Imagine having to choose the best ad variant, but each time you only learn how many users clicked on the one you showed. This is the essence of bandit learning: it balances exploration (trying out new options) with exploitation (using the current best) to discover the winner as quickly as possible. In a world where every experiment has a cost—from ad budgets to a patient’s time in experimental therapy—bandit algorithms can significantly accelerate optimal decision-making. Yet, despite their practical power, these solutions are surprisingly hard to analyze theoretically!

The article is based on an publication: arXiv:2506.14746 PDF

🎯 A Seemingly Simple Problem…

Suppose you have a reward function $ f(x) $ that assigns a value to each action $ x $ —for example, an ad impression, therapy outcome, or website conversion. Your goal is not to learn the entire function $ f $, but to find the best action:

$$ x^* = \arg\max_{x \in \mathcal{X}} f(x) $$

If you know that $ f $ belongs to a known function class $ \mathcal{F} $, this should be easy—right?

The authors of the paper show that this intuition is misleading.


🧠 What Is Bandit Learning?

Bandit learning is exploration-based learning:

  • You can query $ f(x) $, but only for a single chosen $ x $ at a time.
  • You do not have full access to the function,
  • You aim to find $ x^* $ by exploring different actions.

Examples:

  • Choosing the best ad variant (A/B/n testing),
  • Personalizing a user interface,
  • Recommending products.

💥 What This Paper Contributes?

The authors reveal two fundamentally new insights:

❗ 1. No Dimensional Measure of Difficulty

In supervised learning, we have concepts like the VC-dimension — which tells us whether a function class is learnable. .

In bandit learning no analogous measure exists – not even for finite classes of functions!


❗ 2. “Easy” Function Classes Can Be Unusable

The authors construct a class of functions $ \mathcal{F} $ for which:

  • Information-theoretically easy: only 2 queries are needed to find the optimal $ x^* $.
  • Computationally hard: no polynomial-time algorithm can do it, unless $ RP = NP $.

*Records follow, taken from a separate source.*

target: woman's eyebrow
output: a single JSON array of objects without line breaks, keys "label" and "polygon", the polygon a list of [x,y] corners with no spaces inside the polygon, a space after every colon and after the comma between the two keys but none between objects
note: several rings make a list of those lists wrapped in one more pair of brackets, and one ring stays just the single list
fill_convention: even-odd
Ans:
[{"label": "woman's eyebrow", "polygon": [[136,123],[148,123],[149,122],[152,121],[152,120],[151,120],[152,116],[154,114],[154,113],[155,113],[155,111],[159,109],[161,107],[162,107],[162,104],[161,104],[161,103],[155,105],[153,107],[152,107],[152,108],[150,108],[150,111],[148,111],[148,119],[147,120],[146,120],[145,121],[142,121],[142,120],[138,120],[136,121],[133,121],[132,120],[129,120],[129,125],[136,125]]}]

Moreover, even though empirical risk minimization (ERM) can efficiently handle this class, any bandit-based approach fails due to the computational complexity of selecting queries.

🔍 Intuition

Imagine 100 button variants and you want the one that yields the highest reward. You know the reward function has the form $ f(x) = x_3 \land x_5 $, but you don’t know which indices are ‘active.’ You can only test a few options.

Bandit learning requires not just knowing the class structure but also clever query selection, which can be computationally infeasible.

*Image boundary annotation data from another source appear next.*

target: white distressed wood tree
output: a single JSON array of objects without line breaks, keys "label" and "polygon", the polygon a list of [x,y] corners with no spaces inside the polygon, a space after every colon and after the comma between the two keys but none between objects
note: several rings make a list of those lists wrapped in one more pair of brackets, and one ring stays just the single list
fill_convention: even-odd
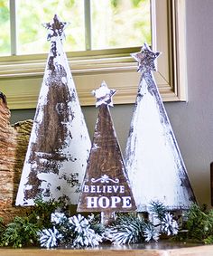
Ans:
[{"label": "white distressed wood tree", "polygon": [[45,24],[51,50],[16,205],[33,205],[40,195],[79,201],[91,142],[62,48],[66,25],[57,15]]},{"label": "white distressed wood tree", "polygon": [[152,201],[168,210],[188,209],[196,201],[153,75],[159,54],[146,43],[132,54],[142,76],[125,160],[138,212],[148,211]]}]

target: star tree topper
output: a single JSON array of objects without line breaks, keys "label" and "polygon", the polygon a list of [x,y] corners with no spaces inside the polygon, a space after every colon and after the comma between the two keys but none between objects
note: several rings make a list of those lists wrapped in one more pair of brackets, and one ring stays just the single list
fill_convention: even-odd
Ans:
[{"label": "star tree topper", "polygon": [[101,104],[108,105],[113,107],[112,97],[116,92],[116,90],[109,90],[106,83],[103,81],[100,87],[92,91],[92,94],[97,99],[96,107],[100,106]]},{"label": "star tree topper", "polygon": [[52,22],[43,24],[43,26],[50,32],[47,35],[47,40],[51,40],[52,37],[59,36],[62,41],[65,38],[64,29],[69,23],[61,22],[57,14],[54,15]]},{"label": "star tree topper", "polygon": [[131,56],[138,62],[138,71],[145,72],[156,71],[154,60],[161,54],[159,52],[153,52],[147,43],[144,43],[141,52],[132,53]]},{"label": "star tree topper", "polygon": [[153,75],[160,52],[144,43],[140,52],[131,55],[142,72],[125,149],[137,211],[149,211],[152,201],[170,210],[189,209],[196,199]]}]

🧪 Practical Rust Example: ε-Greedy A/B/n

Below is a concise snippest showing the core ε-Greedy logic:


// ε: 10% chance to explore randomly
let epsilon = 0.1; 
let trials = 10_000;

...



for _ in 0..trials {
     // 1. DECISION: EXPLORE OR EXPLOIT?
    let choose_random = random::<f64>() < epsilon;

    let idx = if choose_random {
        // 2. EXPLORE: pick a random variant
        rand::thread_rng().gen_range(0..variants.len())
    } else {
        // 3. EXPLOIT: pick the variant with the highest observed CTR
        variants
            .iter()
            .enumerate()
            .max_by(|a, b| a.1.ctr().partial_cmp(&b.1.ctr()).unwrap())
            .map(|(i, _)| i)
            .unwrap()
    };

    // 4. SIMULATE: "pull the lever" and update stats
    let _ = variants[idx].simulate_click();
}

Full code is available in the repo: AiDaily-1

Although simple, this algorithm can fall into the trap of exploration - it will never guarantee finding $ x^* $ in a limited number of trials, especially when the definition of $ f $ is hidden in hard-to-find patterns.

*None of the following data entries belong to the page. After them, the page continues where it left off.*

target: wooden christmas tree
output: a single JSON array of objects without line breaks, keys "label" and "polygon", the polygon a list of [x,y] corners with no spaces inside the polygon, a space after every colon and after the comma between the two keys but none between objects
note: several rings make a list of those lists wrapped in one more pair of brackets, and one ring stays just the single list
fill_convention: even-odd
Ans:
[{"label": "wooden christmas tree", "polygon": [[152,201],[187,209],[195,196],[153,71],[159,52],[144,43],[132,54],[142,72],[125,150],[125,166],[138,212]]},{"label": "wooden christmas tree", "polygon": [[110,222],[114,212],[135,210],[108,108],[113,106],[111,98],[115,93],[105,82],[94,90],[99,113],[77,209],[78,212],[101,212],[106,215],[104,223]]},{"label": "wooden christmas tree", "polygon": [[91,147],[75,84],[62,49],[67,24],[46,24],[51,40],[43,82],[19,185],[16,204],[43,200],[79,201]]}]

What’s more, even if, after 5,000 trials, the algorithm finally correctly determined that B is better, for another 5,000 trials it will still devote 10% of them (i.e., 500 trials) to random exploration, including deliberately choosing the worse variant of A.


✅ Conclusions

  • Knowing the function class $ \mathcal{F} $ alone – is not enough.
  • We cannot describe bandit difficulty in the same way as classification.
  • We need a ** new theory of bandit learnability **.